Over the course of the past eleven years, we have had many conversations with students both in and outside the classroom. A recurrent focus of these conversations has been the worsening conditions associated with social service work. The points made by students have remained fairly consistent. The increasing case loads, more complex problems of clients, and contraction of resources have profoundly affected the quality and content of their work. Equally important, they suggest that the very process of delivering services is changing.
Over time we discovered that the content and tone of these conversations was not idiosyncratic. As we discussed these issues with colleagues, it became clear that this dialogue was being privately conducted throughout the field. People knew that social service work was changing, but no one seemed to want to say why or, for that matter, to publicly examine the problem. Instead, the anecdotal war stories of increasingly dissatisfying work conditions have become a part of the folklore of the service professions. We realized that the oral communication of discrete anecdotal data, however useful and at times powerful, was no substitute for more systematic analyses.
This book emerged in response to many social service workers' vivid descriptions of changes in the practice of their craft and to the scanty literature that addressed these concerns. Few works have attempted to explore the interplay between the recent broader changes affecting the welfare state (cost containment, privatization, etc.) and the restructuring of social service work.
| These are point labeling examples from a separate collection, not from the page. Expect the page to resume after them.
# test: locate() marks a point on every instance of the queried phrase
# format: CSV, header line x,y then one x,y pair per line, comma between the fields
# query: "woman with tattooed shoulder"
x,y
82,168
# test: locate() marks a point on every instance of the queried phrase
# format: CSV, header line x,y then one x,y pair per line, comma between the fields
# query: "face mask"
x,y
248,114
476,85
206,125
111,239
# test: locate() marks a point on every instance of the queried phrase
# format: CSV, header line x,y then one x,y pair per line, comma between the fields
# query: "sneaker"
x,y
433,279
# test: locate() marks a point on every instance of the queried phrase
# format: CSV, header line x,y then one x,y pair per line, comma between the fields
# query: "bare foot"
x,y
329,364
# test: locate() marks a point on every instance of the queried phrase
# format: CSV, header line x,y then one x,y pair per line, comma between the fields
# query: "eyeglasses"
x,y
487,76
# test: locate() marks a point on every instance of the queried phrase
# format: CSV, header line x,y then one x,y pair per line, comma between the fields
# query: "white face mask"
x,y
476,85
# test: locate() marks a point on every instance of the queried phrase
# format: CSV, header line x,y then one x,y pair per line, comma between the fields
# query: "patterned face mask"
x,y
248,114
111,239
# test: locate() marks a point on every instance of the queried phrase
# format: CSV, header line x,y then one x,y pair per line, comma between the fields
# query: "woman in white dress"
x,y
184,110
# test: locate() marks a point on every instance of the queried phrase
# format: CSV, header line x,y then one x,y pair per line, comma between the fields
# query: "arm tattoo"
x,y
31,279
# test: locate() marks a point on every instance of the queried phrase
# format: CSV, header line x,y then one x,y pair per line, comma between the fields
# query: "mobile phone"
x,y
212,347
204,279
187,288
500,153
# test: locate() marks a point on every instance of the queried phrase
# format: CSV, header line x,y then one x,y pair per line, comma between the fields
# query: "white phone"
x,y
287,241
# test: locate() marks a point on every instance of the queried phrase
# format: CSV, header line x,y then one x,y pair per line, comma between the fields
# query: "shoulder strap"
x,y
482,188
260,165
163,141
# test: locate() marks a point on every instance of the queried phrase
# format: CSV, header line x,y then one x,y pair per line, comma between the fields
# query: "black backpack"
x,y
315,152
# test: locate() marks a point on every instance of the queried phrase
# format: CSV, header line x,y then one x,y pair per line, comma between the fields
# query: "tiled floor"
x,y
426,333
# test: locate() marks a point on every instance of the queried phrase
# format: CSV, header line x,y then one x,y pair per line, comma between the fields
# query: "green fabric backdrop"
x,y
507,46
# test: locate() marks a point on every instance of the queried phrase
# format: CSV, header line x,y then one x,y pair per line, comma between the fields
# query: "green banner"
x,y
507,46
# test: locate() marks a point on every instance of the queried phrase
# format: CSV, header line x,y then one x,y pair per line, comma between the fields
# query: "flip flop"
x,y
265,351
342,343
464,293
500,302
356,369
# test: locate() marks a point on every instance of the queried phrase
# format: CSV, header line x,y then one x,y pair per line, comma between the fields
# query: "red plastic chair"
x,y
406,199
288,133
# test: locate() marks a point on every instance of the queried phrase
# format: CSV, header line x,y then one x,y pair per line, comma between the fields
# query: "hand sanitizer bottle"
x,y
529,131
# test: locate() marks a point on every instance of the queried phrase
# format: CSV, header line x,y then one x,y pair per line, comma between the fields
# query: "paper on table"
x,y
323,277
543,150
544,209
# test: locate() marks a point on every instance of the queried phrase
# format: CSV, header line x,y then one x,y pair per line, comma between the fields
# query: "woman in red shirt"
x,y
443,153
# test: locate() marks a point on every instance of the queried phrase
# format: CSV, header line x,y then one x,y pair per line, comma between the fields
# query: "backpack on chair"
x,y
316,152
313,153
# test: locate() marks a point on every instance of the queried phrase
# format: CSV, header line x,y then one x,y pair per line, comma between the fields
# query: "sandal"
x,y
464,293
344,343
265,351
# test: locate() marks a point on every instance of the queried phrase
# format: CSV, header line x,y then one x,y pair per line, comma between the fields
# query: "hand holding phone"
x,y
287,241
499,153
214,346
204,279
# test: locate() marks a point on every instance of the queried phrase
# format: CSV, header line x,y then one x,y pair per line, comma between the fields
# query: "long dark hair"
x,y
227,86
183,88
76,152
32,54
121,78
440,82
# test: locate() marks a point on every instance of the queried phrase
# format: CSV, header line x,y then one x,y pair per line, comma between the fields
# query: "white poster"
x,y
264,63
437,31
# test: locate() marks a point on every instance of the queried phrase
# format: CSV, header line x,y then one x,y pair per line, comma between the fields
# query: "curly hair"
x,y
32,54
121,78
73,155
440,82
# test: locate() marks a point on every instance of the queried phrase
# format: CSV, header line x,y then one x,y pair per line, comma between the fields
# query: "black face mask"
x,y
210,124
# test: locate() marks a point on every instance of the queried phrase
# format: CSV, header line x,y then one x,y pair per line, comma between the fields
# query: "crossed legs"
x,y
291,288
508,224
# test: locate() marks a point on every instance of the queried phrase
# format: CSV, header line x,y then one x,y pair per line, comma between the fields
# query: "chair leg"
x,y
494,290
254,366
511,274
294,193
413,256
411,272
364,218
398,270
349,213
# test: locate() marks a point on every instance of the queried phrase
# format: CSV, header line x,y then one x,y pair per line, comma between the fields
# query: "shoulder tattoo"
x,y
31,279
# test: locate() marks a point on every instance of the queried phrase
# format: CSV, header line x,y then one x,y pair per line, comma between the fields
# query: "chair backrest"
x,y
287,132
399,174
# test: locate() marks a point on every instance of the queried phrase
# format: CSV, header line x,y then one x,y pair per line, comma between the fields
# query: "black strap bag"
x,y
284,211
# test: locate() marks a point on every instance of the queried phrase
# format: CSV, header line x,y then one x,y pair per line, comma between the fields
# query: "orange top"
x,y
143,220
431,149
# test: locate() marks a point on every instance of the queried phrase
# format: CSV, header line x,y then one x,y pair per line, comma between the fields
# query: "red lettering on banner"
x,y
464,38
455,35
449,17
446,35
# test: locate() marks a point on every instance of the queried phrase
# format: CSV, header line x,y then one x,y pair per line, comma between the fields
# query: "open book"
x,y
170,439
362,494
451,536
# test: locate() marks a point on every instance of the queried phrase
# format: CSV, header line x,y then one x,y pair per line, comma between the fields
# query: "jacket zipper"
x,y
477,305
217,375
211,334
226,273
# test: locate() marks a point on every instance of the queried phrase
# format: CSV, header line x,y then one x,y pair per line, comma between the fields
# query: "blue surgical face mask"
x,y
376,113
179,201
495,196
For instance, the critical dialogue throughout the 1980s on fiscal cuts experienced by the welfare state was almost exclusively focused on policy issues and their effects on various populations. Rarely, if ever, were practice concerns given equal weight or even mentioned. Yet it is clear that the fiscal decisions of the 1980s profoundly affected both the context (intensifying bureaucratization) and content (deprofessionalization) of social service practice.